Lincoln’s narration of The Matchlock Gun 

It is about the Indians who came. Edward killed 4 of them at the same time. Well, it might not have been at the same time, but he killed 4 of them.

Edward was a 10-year-old boy. And his great-grandfather brought the matchlock gun to where Edward lived. When the Indians came and Edward’s mother shouted a word that I can’t remember what it was. One of the Indians threw a tomahawk and it got in her shoulder. Then one started running back and 4 of them fell on the ground in cloud of smoke. Dead. Do you know what that cloud was? It was from the matchlock gun. His mother had shouted the word and Edward heard her and shot the gun. And the Indians had caught the house on fire and Edward and Trudy had to get their mother out.  Edward sent Trudy in to get the blankets and Trudy got the tomahawk out BEFORE Edward sent her to get the blankets.
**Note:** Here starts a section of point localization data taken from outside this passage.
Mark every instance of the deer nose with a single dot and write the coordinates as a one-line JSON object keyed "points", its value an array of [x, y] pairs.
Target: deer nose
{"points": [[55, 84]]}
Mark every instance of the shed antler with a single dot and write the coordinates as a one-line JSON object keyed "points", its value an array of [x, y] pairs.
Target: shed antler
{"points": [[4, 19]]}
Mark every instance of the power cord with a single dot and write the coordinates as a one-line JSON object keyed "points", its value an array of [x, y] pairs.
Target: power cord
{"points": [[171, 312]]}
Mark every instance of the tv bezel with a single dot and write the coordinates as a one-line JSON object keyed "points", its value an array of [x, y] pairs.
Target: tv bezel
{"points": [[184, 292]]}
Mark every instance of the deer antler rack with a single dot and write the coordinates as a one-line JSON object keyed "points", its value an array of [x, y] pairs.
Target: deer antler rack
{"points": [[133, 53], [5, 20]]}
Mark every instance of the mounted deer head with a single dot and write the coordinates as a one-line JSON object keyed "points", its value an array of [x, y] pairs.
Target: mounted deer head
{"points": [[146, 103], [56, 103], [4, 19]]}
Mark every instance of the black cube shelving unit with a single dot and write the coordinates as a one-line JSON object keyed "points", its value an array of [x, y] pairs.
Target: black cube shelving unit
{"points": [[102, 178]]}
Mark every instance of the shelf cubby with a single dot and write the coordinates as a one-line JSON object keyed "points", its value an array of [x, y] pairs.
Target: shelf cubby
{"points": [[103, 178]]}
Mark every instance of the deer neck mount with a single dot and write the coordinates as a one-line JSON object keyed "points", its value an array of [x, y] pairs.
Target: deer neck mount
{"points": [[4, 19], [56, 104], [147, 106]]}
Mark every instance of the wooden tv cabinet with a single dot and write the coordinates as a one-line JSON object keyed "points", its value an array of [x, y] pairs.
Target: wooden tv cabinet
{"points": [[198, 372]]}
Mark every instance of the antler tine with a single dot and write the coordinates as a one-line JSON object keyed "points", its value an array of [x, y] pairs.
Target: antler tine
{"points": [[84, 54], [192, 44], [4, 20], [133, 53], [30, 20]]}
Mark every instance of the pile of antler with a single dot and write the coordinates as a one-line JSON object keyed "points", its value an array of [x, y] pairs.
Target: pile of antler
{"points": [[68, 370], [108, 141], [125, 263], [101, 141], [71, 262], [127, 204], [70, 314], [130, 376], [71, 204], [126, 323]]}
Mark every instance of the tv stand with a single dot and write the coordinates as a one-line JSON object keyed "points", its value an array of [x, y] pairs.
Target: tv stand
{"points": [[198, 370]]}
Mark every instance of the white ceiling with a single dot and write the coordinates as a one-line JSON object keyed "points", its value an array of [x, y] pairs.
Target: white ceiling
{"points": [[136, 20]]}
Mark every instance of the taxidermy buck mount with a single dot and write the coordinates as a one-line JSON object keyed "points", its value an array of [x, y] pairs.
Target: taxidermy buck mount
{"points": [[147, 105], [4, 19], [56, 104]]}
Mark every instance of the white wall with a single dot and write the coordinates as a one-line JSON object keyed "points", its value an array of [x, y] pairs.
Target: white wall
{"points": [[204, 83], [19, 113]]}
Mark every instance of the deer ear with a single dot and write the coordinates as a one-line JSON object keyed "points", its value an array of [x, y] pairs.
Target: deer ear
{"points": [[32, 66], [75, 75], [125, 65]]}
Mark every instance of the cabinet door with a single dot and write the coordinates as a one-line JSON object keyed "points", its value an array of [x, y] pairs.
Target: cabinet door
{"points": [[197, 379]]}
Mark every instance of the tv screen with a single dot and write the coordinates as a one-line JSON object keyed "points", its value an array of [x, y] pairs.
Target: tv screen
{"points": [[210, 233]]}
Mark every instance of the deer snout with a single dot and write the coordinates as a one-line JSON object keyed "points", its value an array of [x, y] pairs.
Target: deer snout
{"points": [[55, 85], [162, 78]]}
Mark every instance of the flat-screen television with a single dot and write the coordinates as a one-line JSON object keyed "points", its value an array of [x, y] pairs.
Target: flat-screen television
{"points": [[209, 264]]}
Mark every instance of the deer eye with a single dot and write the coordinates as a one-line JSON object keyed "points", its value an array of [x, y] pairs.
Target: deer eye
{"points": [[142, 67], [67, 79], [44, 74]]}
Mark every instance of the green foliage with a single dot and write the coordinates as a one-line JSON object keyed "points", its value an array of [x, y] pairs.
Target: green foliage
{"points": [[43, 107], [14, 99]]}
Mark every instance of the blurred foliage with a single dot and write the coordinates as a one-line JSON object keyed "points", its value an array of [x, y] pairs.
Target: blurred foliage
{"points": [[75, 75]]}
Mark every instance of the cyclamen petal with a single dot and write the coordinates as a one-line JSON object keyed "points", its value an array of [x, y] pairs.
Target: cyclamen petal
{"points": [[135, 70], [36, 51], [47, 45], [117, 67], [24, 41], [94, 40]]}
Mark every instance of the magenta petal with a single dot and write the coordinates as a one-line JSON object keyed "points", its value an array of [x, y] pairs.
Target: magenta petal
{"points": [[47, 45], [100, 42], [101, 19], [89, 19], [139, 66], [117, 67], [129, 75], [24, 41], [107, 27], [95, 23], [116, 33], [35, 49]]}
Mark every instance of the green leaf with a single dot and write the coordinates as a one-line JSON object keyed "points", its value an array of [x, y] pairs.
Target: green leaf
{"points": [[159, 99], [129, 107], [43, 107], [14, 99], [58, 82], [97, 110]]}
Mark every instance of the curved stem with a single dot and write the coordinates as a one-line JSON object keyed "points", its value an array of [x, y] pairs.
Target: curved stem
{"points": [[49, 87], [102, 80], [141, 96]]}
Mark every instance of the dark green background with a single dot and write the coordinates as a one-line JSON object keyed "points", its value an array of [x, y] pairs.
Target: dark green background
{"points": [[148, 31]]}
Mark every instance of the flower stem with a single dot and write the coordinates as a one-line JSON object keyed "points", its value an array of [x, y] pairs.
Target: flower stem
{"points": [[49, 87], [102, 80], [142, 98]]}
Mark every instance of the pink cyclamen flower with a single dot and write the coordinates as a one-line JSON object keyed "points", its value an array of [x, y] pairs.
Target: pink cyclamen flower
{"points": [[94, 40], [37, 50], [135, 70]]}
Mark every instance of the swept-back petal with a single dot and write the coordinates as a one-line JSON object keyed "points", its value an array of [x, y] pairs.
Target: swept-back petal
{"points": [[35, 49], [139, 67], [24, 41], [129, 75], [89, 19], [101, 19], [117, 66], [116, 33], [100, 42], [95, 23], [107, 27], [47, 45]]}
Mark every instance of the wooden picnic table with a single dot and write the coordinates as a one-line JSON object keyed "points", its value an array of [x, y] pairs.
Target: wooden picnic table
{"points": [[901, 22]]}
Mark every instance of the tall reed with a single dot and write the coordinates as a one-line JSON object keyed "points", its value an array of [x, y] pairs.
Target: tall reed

And Trudy came back with the blankets and Edward had forgotten the matchlock gun and he went in to get and he brought it out.


Lincoln’s understanding of how a toilet works is spot on.  His understanding of The Matchlock Gun is a little more fuzzy, which is actually understandable.  That book is an older book and the language is a bit difficult.  There is a subtlety to the story that definitely requires a mature mind to grasp.  It will be interesting to have him re-read it in 6 months or so and do another narration.  I expect there will be a dramatic difference in his understanding and that it will show in his narration.

Once a child is comfortable enough with narrations and is either handwriting well or typing with ease, I casually say one day “I don’t have time to listen to your narration right now.  Why don’t you write (or type) it up for me to look at later?”

I don’t worry about pefection, sentence structure, run on sentences, capital letters or any of that stuff right now.  We casually address these issues at other times.  But when I am teaching a child write, my goal is not proper grammar or perfect spelling, it is that they learn fluency and how to communicate their thoughts. 

That is it.  This is how we do it here.  Of course, my oldest child is 9 years old, so come back in a few years and ask me if my method worked.